If you’re familiar with any kind of twelve-step program such as that of Alcoholics Anonymous and you’re a writer, you should find these steps, compiled by Patricia Proctor, inspiring:
The Twelve Steps of Writers Anonymous
1. We admitted we were powerless over writing; that our writing efforts had become unmanageable.
2. Came to believe that a Power greater than ourselves could restore our writing from insanity.
3. Made a decision to turn our will and our writing over to the care of God and our editor as being the only ones who could restore the mess we had made of it.
4. Made a searching and fearless moral inventory of our writing.
5. Admitted to God, to ourselves, and to another writer the exact nature of all the mistakes we had made in our writing.
6. Were entirely ready to have God and a helpful editor remove all these defects of grammar, punctuation, spelling, and other writing defects.
7. Humbly asked our editor to remove all our shortcomings.

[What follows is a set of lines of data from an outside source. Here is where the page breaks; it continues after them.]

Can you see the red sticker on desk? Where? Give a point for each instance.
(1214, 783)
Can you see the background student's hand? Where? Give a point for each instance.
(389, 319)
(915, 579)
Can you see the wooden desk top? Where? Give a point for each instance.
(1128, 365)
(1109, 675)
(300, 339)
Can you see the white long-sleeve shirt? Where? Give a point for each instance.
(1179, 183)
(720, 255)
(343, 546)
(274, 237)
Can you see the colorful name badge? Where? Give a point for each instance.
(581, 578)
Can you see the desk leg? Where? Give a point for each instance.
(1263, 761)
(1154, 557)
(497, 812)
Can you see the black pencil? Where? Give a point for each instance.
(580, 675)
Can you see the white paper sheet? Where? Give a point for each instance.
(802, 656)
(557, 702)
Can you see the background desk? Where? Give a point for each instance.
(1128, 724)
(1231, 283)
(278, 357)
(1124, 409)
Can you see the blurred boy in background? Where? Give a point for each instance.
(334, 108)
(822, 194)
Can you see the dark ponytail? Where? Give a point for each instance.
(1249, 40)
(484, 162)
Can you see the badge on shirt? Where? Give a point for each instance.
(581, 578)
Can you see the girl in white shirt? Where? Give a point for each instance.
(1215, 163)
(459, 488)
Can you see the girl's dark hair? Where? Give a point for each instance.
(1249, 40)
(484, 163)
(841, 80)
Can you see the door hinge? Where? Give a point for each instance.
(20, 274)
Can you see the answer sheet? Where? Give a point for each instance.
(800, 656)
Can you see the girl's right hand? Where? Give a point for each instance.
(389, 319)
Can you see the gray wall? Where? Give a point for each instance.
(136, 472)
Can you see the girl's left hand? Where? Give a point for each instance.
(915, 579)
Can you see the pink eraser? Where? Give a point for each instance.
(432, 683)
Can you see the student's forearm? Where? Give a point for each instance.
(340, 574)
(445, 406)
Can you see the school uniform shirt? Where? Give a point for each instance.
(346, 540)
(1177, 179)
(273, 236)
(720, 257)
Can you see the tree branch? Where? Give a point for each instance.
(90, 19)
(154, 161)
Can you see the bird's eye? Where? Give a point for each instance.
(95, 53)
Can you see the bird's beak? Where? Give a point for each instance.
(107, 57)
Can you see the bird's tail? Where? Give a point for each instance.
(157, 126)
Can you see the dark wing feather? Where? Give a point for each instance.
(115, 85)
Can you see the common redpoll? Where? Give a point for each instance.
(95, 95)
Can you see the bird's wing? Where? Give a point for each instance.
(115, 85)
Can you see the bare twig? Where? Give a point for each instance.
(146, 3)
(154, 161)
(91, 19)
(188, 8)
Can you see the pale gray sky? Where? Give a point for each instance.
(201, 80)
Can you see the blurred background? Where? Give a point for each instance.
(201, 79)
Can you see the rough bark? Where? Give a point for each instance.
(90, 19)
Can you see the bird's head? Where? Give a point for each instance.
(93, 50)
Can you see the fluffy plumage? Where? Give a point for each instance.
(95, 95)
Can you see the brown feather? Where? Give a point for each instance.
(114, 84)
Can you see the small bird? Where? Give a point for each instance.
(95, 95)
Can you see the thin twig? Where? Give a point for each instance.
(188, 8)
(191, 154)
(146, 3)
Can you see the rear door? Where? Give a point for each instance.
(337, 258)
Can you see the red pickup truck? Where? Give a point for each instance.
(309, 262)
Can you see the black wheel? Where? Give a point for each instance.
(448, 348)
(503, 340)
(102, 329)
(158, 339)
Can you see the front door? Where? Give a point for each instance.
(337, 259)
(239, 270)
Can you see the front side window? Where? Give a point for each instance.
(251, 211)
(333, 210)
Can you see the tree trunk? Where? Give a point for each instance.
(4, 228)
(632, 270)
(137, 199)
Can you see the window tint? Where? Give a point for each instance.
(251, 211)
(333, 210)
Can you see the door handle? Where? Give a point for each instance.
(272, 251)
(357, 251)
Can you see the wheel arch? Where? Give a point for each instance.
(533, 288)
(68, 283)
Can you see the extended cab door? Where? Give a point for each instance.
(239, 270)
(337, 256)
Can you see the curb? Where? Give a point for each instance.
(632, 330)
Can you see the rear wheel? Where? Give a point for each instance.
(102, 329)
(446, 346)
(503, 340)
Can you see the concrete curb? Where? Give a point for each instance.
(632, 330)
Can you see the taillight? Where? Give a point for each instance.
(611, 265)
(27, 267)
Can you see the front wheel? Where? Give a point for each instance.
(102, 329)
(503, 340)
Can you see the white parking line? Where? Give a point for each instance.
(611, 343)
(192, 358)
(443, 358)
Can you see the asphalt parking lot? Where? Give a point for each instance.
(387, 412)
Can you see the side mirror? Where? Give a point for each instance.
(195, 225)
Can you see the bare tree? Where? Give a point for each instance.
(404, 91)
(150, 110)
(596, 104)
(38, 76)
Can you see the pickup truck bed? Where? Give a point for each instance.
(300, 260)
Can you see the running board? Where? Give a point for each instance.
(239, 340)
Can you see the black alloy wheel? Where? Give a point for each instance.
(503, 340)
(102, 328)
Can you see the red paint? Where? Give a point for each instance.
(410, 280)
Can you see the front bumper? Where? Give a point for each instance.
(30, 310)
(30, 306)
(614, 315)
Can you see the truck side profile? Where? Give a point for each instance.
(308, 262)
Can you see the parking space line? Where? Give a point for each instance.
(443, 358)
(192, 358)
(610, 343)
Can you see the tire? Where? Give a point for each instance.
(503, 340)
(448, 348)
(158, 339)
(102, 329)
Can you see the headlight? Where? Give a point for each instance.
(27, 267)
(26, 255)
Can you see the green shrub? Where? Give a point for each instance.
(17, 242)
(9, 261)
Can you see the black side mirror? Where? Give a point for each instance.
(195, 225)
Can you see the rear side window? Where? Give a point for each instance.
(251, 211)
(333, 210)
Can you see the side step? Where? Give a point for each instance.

8. Made a list of all readers we had harmed and became willing to rewrite until our material was readable.
9. Made direct amends to our readers whenever possible by making conscious efforts to improve our writing skills on a daily basis.
10. Continued to take personal inventory of our writing and when it was bad, promptly admitted it.
11. Sought through prayer and meditation to improve our conscious contact with God and our editor as we understand them, praying only for the knowledge of their will for us and the power to carry that out.
12. Having had a spiritual awakening as the result of these steps, we tried to carry this message in all our writing efforts and to practice these principles in all our writing commitments.